Monday, May. 11, 1925
The Best Plays
These are the plays, which, in the light of metropolitan criticism, seem most important:
Drama
THE DOVE--Holbrook Blinn and Judith Anderson engaged in a hot controversy over virtue in the Mexican border dance halls.
WHAT PRICE GLORY?-The picture of two U. S. marines at their trade--mud on the outside and alcohol within.
THEY KNEW WHAT THEY WANTED--A sister of the city who married by mail an aged grape grower of California.

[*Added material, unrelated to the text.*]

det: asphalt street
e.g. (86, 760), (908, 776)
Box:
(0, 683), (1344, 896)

Called the best American play of the year by the Pulitzer Prize Committee.
DESIRE UNDER THE ELMS--Bitter pages of history from a lonely New England farm where a young wife forgot her gray-haired farmer husband.
THE WILD DUCK--Ibsen's curse upon idealism in an admirably portrayed revival.

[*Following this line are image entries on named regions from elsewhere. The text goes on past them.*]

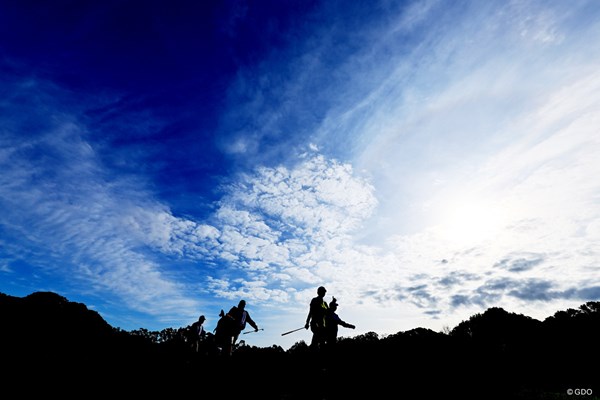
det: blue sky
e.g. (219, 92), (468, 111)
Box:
(0, 0), (600, 349)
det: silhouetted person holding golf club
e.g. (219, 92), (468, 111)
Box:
(304, 286), (328, 350)
(325, 297), (356, 350)
(227, 300), (258, 345)
(190, 315), (206, 353)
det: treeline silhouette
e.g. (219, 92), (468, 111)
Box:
(0, 292), (600, 400)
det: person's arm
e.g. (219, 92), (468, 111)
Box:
(246, 312), (258, 332)
(304, 301), (313, 329)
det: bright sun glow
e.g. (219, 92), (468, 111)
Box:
(436, 196), (507, 245)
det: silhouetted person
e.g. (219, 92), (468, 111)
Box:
(227, 300), (258, 345)
(304, 286), (328, 350)
(325, 297), (356, 349)
(190, 315), (206, 353)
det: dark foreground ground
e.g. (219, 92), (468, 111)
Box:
(0, 293), (600, 400)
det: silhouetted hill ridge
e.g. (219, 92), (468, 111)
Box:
(0, 292), (600, 400)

WHITE CARGO--Morality that dries under the burning desert sunshine and crumbles at the sight of native woman.
Comedy
THE SHOW-OFF--Glorifies the human loud speaker who tells the world everything.
THE GUARDSMAN--A slight and yet significant discussion by Alfred Lunt and Lynn Fontanne of how good an actor must be to deceive his own wife.

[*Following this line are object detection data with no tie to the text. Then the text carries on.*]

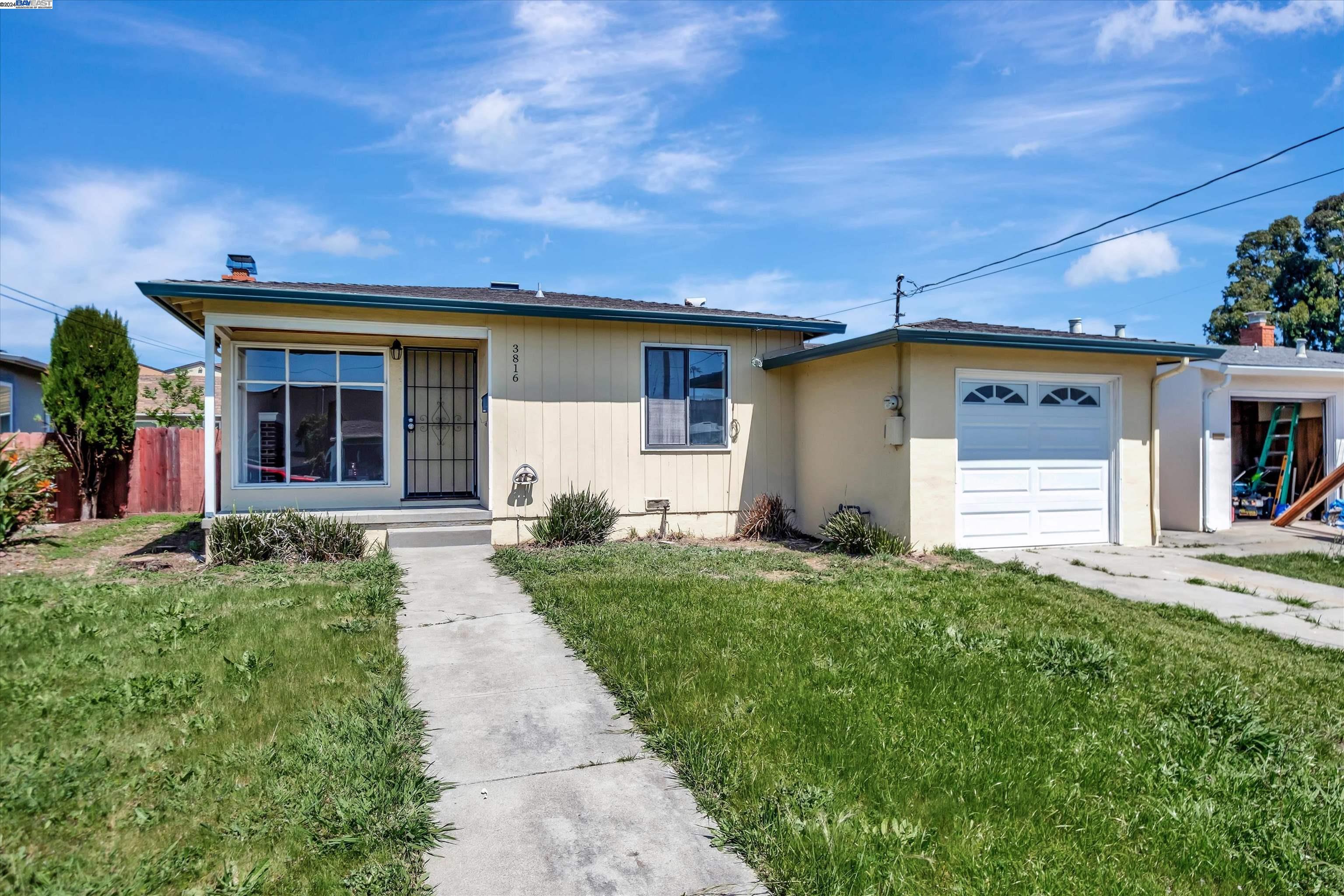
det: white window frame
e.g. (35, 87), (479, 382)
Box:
(1036, 380), (1102, 411)
(0, 380), (19, 433)
(228, 341), (391, 490)
(640, 343), (734, 454)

CAESAR AND CLEOPATRA--Wherewith the Theatre Guild opened their new playhouse. No better than it should be and yet in the van of the present pack.
THE FALL GUY--A clothesline and Irish brogue comedy of the worm who turned bootlegger by mistake.
Is ZAT So?--Prizefighters' troubles with the world of pearls and chaperons.
THE FIREBRAND--The edge of satire cuts the ruffle of romance which time had put around Cellini and his Italian friends.
LOVE FOR LOVE--Two centuries and a half have not suffered to dim the lustre of Congreve's comic sophistication.
THE POOR NUT--An exaggerated college tale that wrings laughter for its very exaggerations.
Musical
In the realm of laughter and the dance, there are to be recommended: Rose-Marie, Lady, Be Good; The Student Prince, The Mikado, The Music BOx, Ziegfeld Follies.